Closed SRHudson closed 7 years ago
You can try this to create a new branch inherited from your current branch (type git branch
to see which branch you are)
git checkout -b ma00aa
And once you want to push this to GitHub, just try
git push origin ma00aa
Or you can directly merge it into master/NAG_REPLACE, by
git checkout master
git merge ma00aa
I would suggest push then wait for feedback. Once the community is happy with it we can merge the branch into master through github. @jloizu and I just did this for his modifications to the Makefile for IPP. I think it's safe to say that in a branch you can push whatever you want because unless someone else is working with that branch it doesn't affect anyone. Once we push to master it's a global change.
@SRHudson, you should really dig up your Princeton information, the Lynda.com tutorial on git is excellent.
Anyone can then checkout and pull this new branch.
I recommend this very well done and fast-learning videos: TUTORIAL PART 1: https://www.youtube.com/watch?v=HVsySz-h9r4 TUTORIAL PART 2: https://www.youtube.com/watch?v=FdZecVxzJbk
Dear Speculators,
I have pushed some changes to my branch that I called ma00aa.
I copied what Sam did regarding removing the division in favor of multiplications, and I made some other almost trivial changes that I guess will reduce the computation. For example, the values of cheby are stored in global memory (see TD in global and preset) rather than being calculated, the values of ii and jj are stored in ilabel and jlabel (see global and preset), and the values of ll and pp are stored in llabel and plabel (see global and preset). I also removed the multiplication by pi2pi2nfphalf and placed this multiplication into matrix, where I think it will be a bit faster.
I will leave it to someone else to check the timing etc.
Using TD, ilabel, jlabel, llabel and plabel will reduce the computation, but it also requires accessing memory. I don't know which will be faster. It may be the case that the time improvements that I think I have achieved are insignificant to the time improvements that had already been achieved by Sam.
Also, and perhaps most significantly, this routine does not seem to exploit stellarator symmetry! After someone has checked that I am on the right track (in terms of correctly using git) and has performed a timing comparison, it will be easy enough for me to exploit stellarator symmetry. This should speed ma00aa.h up considerably.
Dear Spectaculars,
I have exploited stellarator symmetry in ma00aa, and have tested on l2stell in TESTCASES (by the way I REALLY HATE ALL CAPS, Why not TestCases, or preferably Testcases. I usually identify subdirectories by capitalizing the first letter and only the first letter. Anyway, let's move on). Exploiting the stellarator symmetry reduces the computation time considerably.
I hope that someone checks all this. I have placed my edits in branch ma00aa.
@SRHudson Looks good to me. The ma00aa routine reports back an execution time of ~15s which is a huge improvement. I'm going to go ahead and close this issue and issue a pull request.

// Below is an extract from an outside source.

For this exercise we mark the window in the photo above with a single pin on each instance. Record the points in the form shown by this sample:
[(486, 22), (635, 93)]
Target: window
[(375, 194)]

That sounds very promising and exciting! I will perform thorough tests today, including profiling. I want to test speedup (compared to before), proportion of cpu time consumed by subroutines (compared to before), and also I want to compare the results of running the l2stell test case with the "slow" and "fast" versions, in order to see differences.
Hi,
I plan to spend some time revising ma00aa, which you can see from http://w3.pppl.gov/~shudson/Spec/ma00aa.pdf computes the volume integrals of the metric elements.
Sam has already advised on this, suggesting to remove divisions from within loops and to remove loops. I will also look at exploiting symmetries more efficiently. Restructuring the loops should be easy enough, but the symmetries will take longer to be fully optimized.
As I am still getting used to git, please give me some suggestions. Should I create a new branch? If so, how?